MissingDimensionsError: 'time' has more than 1-dimension and the same name as one of its dimensions ('reftime', 'time'). xarray disallows such variables because they conflict with the coordinates used to label dimensions.

Currently, xarray requires that variables with a name matching a dimension are 1D variables along that dimension, e.g.,

for dim in dataset.dims:
    if dim in dataset.variables:
        assert dataset.variables[dim].dims == (dim,)

I agree that this unnecessarily complicates our data model. There’s no particular advantage to this invariant, besides removing the need to check the dimensions of variables used for indexing lookups. I’m sure there are some cases internally where we currently rely on this assumption, but it should be relatively easy to relax.

Currently, xarray requires that variables with a name matching a dimension are 1D variables along that dimension, e.g.,

for dim in dataset.dims:
    if dim in dataset.variables:
        assert dataset.variables[dim].dims == (dim,)

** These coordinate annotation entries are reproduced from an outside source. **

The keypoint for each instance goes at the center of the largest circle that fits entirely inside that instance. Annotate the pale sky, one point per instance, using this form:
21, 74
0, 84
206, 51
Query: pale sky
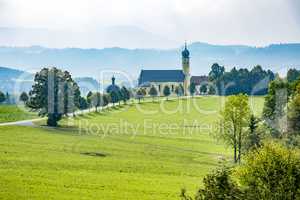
169, 22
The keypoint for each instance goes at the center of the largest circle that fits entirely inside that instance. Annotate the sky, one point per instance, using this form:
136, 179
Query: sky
148, 23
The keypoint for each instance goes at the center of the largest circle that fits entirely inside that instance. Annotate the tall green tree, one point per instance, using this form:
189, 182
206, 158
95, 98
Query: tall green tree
294, 114
234, 121
125, 94
192, 88
7, 98
2, 97
49, 92
89, 98
153, 92
203, 89
82, 103
293, 75
96, 100
179, 90
24, 97
253, 138
140, 94
216, 72
167, 91
115, 97
275, 104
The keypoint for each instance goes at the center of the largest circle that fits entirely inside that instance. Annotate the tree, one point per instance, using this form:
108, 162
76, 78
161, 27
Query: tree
115, 97
179, 90
294, 114
203, 89
125, 94
253, 139
24, 97
235, 118
192, 88
2, 97
219, 186
96, 100
293, 75
7, 98
272, 172
211, 90
71, 93
49, 92
83, 103
216, 72
89, 98
167, 91
153, 92
275, 104
140, 94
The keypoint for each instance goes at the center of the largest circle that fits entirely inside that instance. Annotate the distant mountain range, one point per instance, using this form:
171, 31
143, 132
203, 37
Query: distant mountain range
91, 62
16, 81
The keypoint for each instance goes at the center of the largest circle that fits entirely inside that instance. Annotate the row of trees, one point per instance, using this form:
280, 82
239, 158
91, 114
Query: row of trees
270, 172
55, 94
271, 167
282, 108
253, 82
5, 98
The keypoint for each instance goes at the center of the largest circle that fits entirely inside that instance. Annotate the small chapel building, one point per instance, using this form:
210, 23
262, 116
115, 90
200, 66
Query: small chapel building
173, 78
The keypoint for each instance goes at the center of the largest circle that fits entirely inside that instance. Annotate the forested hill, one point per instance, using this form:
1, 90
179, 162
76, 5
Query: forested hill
89, 62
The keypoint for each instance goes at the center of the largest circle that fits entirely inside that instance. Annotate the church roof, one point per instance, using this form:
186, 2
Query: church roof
147, 76
199, 79
113, 87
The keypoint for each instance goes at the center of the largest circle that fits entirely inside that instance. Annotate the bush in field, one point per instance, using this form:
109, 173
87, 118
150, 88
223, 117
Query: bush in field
24, 97
2, 97
219, 186
153, 92
273, 172
167, 91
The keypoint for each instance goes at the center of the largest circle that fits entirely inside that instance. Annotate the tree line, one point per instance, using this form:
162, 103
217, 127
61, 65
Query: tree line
270, 168
55, 94
236, 81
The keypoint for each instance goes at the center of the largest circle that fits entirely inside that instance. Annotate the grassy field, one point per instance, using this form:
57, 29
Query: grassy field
148, 151
10, 113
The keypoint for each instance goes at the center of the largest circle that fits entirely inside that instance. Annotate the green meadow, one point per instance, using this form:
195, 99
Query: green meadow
141, 151
10, 113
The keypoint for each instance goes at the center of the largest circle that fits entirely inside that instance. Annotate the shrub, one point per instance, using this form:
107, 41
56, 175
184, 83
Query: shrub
273, 172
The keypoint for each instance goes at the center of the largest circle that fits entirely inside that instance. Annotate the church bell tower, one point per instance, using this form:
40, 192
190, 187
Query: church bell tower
186, 69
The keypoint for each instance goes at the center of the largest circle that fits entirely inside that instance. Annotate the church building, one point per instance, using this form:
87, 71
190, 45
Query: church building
172, 78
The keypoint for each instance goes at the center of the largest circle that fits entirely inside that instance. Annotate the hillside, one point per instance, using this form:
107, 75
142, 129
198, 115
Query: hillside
91, 62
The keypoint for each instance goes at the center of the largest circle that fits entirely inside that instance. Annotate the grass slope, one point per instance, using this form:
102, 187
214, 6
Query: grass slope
10, 113
79, 160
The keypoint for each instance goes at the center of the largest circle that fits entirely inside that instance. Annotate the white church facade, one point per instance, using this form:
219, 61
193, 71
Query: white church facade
172, 78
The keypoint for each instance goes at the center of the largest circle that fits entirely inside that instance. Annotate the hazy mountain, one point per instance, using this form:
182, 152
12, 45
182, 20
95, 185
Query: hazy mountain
98, 37
16, 81
92, 62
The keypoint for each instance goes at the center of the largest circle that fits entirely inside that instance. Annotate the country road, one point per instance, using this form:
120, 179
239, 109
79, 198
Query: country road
30, 122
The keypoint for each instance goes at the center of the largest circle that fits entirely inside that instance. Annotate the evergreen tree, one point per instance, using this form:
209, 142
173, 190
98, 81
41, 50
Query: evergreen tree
2, 97
167, 91
49, 93
125, 94
24, 97
89, 98
115, 97
192, 88
253, 139
153, 92
235, 118
203, 89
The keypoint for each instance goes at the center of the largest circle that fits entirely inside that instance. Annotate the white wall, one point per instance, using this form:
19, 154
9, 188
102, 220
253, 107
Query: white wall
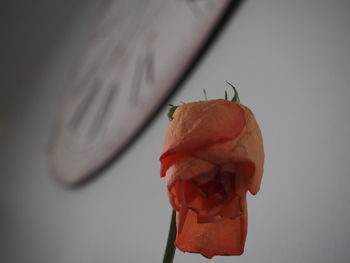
290, 61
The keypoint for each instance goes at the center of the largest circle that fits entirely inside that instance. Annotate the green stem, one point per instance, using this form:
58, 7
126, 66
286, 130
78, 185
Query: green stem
170, 248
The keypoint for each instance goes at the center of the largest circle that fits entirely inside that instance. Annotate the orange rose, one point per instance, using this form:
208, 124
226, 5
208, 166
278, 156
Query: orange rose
213, 154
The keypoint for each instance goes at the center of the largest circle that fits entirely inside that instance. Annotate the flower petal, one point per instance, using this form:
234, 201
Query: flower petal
199, 124
211, 239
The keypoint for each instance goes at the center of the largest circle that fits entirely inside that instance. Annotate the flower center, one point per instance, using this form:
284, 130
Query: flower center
217, 185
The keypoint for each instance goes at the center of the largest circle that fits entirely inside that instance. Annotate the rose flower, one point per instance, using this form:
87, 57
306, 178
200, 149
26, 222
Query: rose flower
212, 155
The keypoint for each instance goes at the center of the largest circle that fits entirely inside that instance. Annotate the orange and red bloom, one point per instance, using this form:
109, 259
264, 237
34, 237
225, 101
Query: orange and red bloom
212, 155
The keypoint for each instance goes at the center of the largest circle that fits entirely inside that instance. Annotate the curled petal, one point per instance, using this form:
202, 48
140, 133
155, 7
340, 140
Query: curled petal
219, 238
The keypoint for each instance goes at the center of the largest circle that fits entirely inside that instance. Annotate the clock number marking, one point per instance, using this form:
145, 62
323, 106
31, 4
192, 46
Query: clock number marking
144, 73
196, 6
79, 114
103, 110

I agree that this unnecessarily complicates our data model. There’s no particular advantage to this invariant, besides removing the need to check the dimensions of variables used for indexing lookups. I’m sure there are some cases internally where we currently rely on this assumption, but it should be relatively easy to relax.

It seems like this relaxation is compatible with the refactoring of indexes.

@benbovy will the explicit indexes refactor fix this case?

This is mentioned elsewhere (can’t find the issue right now) and may be out of scope for this issue but I’m going to say it anyway: opening a NetCDF file with groups was not as easy as I wanted it to be when first starting out with xarray.

@djhoese For anything to do with opening netCDF files with groups see #4118 and the linked issues from there.

If people have example of other weird cases involving groups (like groups within themselves or anything like that) then I would be interested to have those files to test with!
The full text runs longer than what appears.